Wednesday, December 23, 2009

The New York Times profiles Robert George

The New York Times published a weighty profile this week of our very own Robbie George. A professor of politics and jurisprudence, he’s probably known to most of you in his Constitutional Interpretation class (POL 315) as the guy who makes you attend double precept and tote around one of the longest textbooks known to the University. Yet George has quite a reputation on the political stage as well: According to the Times, Supreme Court Justice Antonin Scalia said George was one of “the most-talked-about thinkers in conservative legal circles.”

Regardless of what you think about the whole NOM/Manhattan Declaration/Anscombe platform of George’s politics --- or perhaps for that very reason --- the article is worth a read, if only to take a closer look at the man and his views without the campus politics.

3 comments:

Anonymous said...

The thing about arguments built from the conclusion up, like all of Robby George's, is that they never really make sense.

Anonymous said...

omg anonymous you totally blew my mind with that reasoning. you were able to skillfully thrash the entirety of pr. george's career with a sharp, witty comment on the prox.

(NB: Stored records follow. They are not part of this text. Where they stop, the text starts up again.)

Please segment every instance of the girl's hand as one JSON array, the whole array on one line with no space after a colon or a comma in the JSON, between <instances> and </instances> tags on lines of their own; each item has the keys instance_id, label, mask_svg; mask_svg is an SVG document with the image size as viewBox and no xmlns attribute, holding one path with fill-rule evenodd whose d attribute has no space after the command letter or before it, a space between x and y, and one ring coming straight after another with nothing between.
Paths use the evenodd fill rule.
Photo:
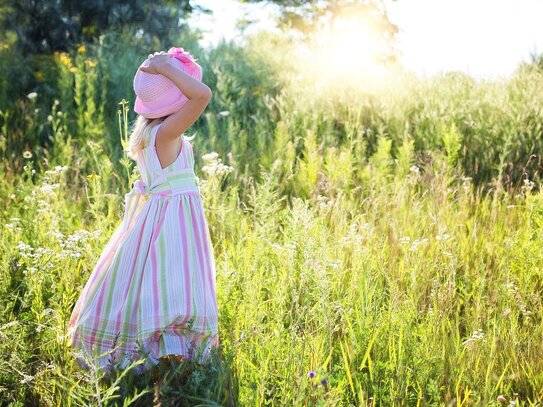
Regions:
<instances>
[{"instance_id":1,"label":"girl's hand","mask_svg":"<svg viewBox=\"0 0 543 407\"><path fill-rule=\"evenodd\" d=\"M170 63L171 58L172 56L164 51L149 54L149 58L146 60L149 61L149 63L147 66L140 66L139 70L154 75L160 74L163 67Z\"/></svg>"}]
</instances>

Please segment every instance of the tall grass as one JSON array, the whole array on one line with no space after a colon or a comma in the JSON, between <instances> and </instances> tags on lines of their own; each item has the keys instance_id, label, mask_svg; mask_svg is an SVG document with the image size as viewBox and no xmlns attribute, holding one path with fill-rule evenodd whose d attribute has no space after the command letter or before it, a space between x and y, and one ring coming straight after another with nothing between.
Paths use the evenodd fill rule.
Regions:
<instances>
[{"instance_id":1,"label":"tall grass","mask_svg":"<svg viewBox=\"0 0 543 407\"><path fill-rule=\"evenodd\" d=\"M120 153L130 104L105 105L90 71L111 51L80 60L85 79L43 116L39 95L3 112L8 140L42 125L52 140L2 147L2 404L541 403L540 70L326 99L254 41L202 56L216 96L194 151L221 338L208 365L103 377L66 343L136 175Z\"/></svg>"}]
</instances>

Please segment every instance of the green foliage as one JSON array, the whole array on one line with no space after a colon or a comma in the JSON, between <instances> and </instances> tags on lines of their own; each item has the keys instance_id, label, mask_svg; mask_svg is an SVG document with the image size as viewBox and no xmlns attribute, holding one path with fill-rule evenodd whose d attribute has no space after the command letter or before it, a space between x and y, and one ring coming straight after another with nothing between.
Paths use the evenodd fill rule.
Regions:
<instances>
[{"instance_id":1,"label":"green foliage","mask_svg":"<svg viewBox=\"0 0 543 407\"><path fill-rule=\"evenodd\" d=\"M201 52L220 352L81 371L67 320L137 175L132 41L55 55L54 91L0 113L0 404L541 401L540 69L311 98L271 36Z\"/></svg>"},{"instance_id":2,"label":"green foliage","mask_svg":"<svg viewBox=\"0 0 543 407\"><path fill-rule=\"evenodd\" d=\"M132 35L141 29L145 36L169 37L179 29L179 20L195 8L188 0L5 0L1 6L2 31L16 34L24 55L67 51L107 30L127 27Z\"/></svg>"}]
</instances>

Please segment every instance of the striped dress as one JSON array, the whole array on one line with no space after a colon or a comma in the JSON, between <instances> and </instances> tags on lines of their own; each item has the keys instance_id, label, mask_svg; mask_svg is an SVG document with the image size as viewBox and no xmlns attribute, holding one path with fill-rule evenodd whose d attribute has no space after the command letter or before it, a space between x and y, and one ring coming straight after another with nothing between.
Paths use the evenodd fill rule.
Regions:
<instances>
[{"instance_id":1,"label":"striped dress","mask_svg":"<svg viewBox=\"0 0 543 407\"><path fill-rule=\"evenodd\" d=\"M176 161L162 168L160 124L136 160L141 179L72 311L70 346L84 368L140 371L169 354L202 361L219 345L215 260L194 173L192 144L181 136Z\"/></svg>"}]
</instances>

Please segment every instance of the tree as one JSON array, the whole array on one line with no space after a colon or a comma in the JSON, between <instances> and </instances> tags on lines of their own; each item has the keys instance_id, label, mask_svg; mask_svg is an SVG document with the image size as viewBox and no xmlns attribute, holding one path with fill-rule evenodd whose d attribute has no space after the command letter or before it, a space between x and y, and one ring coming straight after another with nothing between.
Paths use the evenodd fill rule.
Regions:
<instances>
[{"instance_id":1,"label":"tree","mask_svg":"<svg viewBox=\"0 0 543 407\"><path fill-rule=\"evenodd\" d=\"M164 36L199 9L189 0L0 0L0 35L16 33L23 55L66 51L109 28L134 26Z\"/></svg>"}]
</instances>

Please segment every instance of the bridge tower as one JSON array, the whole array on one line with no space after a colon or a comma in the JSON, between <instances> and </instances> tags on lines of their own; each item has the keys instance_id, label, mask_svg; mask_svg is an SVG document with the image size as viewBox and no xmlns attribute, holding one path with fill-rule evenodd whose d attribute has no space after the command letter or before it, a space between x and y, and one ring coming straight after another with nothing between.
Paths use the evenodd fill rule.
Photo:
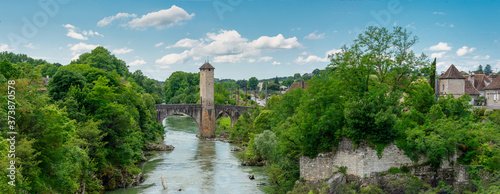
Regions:
<instances>
[{"instance_id":1,"label":"bridge tower","mask_svg":"<svg viewBox=\"0 0 500 194\"><path fill-rule=\"evenodd\" d=\"M200 67L200 137L215 137L214 69L208 61Z\"/></svg>"}]
</instances>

you're a perfect example of the simple-mindedness of and poor rational capabilities exhibited by liberals. /irony.

Anonymous said...

The author of the article must find his own personal ecstasy in mentioning Robby G's natural law. Robby's reasoning itself is subjective beyond credulity. When nature itself is continuously changing, who is to say what is "natural" at all? Let's take a good old hermaphrodite, both sets of functioning sexual organs, who takes the persona and legal status of a male at birth. Hermy the Hermaphrodite, a man by society's call, finds himself in a relationship with a regular man. Why can't they be married? By Robby George's natural law, they are as suitable to be married as a woman who dresses and acts like a man. Hermy the Hermaphrodite is capable of giving birth, so union with a man is (using Robby's words) a natural process in which Hermy is joined with his partner in a union of organs.

But of course this would be illegal in most US states, and I'm sure Robby himself would find problem with this union.

And that is just one example. It is just full of too many logical holes to be taken seriously. Like the commenter above said, this is probably because Robby George took an old idea (natural law) and has tried to twist it to fit his religious conservative hand-me-down ideals.